Christmas illuminations in Vienna will also be scaled back this year as part of the city's energy saving measures.

Vienna forced to dim street lighting and cancel some Christmas illuminations

Vienna, a city known for its Christmas markets and its New Year concert, is cutting back on public lighting in the face of soaring energy prices.

“There will be no Christmas illuminations this year on the Ring,” the famous boulevard that encircles the centre of the Austrian capital, city spokeswoman Roberta Kraft told AFP.

READ MORE: Five of the biggest challenges facing Austria right now

And the lights at the Christmas market in the square in front of the city hall would only be switched on at night and not at dusk, as in previous years, “which is to say about an hour later, on average, every day”, she said.

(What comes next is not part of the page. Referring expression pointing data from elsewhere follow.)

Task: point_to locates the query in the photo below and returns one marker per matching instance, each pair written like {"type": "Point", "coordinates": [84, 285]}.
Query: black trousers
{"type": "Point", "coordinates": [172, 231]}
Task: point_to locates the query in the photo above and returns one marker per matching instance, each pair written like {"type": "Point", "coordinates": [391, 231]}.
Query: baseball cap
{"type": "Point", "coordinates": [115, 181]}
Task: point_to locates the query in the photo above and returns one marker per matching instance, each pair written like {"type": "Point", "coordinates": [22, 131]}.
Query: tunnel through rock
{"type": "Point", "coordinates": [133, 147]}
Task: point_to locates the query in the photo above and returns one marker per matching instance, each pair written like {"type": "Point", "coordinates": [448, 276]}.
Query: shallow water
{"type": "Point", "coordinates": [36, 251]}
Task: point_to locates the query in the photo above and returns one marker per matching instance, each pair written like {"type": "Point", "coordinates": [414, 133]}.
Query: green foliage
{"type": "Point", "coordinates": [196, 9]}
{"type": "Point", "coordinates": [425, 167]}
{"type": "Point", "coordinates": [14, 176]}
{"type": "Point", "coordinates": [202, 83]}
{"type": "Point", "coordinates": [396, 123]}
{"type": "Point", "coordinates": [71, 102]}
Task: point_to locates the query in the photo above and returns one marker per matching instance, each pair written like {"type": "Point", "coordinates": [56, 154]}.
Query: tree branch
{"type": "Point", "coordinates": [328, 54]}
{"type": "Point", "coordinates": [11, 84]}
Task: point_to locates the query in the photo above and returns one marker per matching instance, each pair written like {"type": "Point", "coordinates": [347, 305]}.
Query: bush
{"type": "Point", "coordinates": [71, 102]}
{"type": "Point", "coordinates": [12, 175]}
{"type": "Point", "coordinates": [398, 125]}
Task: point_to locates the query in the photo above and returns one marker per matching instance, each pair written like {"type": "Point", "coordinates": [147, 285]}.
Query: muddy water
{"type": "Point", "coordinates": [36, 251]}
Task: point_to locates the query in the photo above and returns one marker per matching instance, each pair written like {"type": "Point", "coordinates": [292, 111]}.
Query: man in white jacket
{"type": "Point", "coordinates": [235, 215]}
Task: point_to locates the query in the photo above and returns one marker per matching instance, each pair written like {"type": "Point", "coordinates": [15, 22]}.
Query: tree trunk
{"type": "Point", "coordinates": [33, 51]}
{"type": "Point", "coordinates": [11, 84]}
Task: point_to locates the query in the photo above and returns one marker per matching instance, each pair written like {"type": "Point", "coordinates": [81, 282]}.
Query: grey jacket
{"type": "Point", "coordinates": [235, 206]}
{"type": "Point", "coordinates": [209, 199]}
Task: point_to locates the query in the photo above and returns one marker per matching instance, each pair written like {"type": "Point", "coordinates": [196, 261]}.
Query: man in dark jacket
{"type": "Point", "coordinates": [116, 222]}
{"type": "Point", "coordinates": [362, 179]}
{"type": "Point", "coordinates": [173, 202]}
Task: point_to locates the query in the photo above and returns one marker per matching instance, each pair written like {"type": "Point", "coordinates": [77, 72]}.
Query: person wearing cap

The city authorities said they had not calculated exactly how much they would save, but the move comes after energy prices have skyrocketed following Russia’s invasion of Ukraine and its response to Western sanctions.

Last Friday, the Austrian Energy Agency announced that its electricity price index for September rose by more than 256 percent year-on-year.

READ ALSO: Inflation at 9.2% in July: How to beat rising prices in Austria

Austria, with its population of nine million, is very dependent on tourism and its end-of-year celebrations are a major motor of the economy.

Before the Covid-19 pandemic shut down much international travel, more than four million people visited Vienna’s famous Christmas markets in 2019.

In 2021, around 30 of Vienna’s shopping streets were lit up for seven hours a day, from November 12 until early January.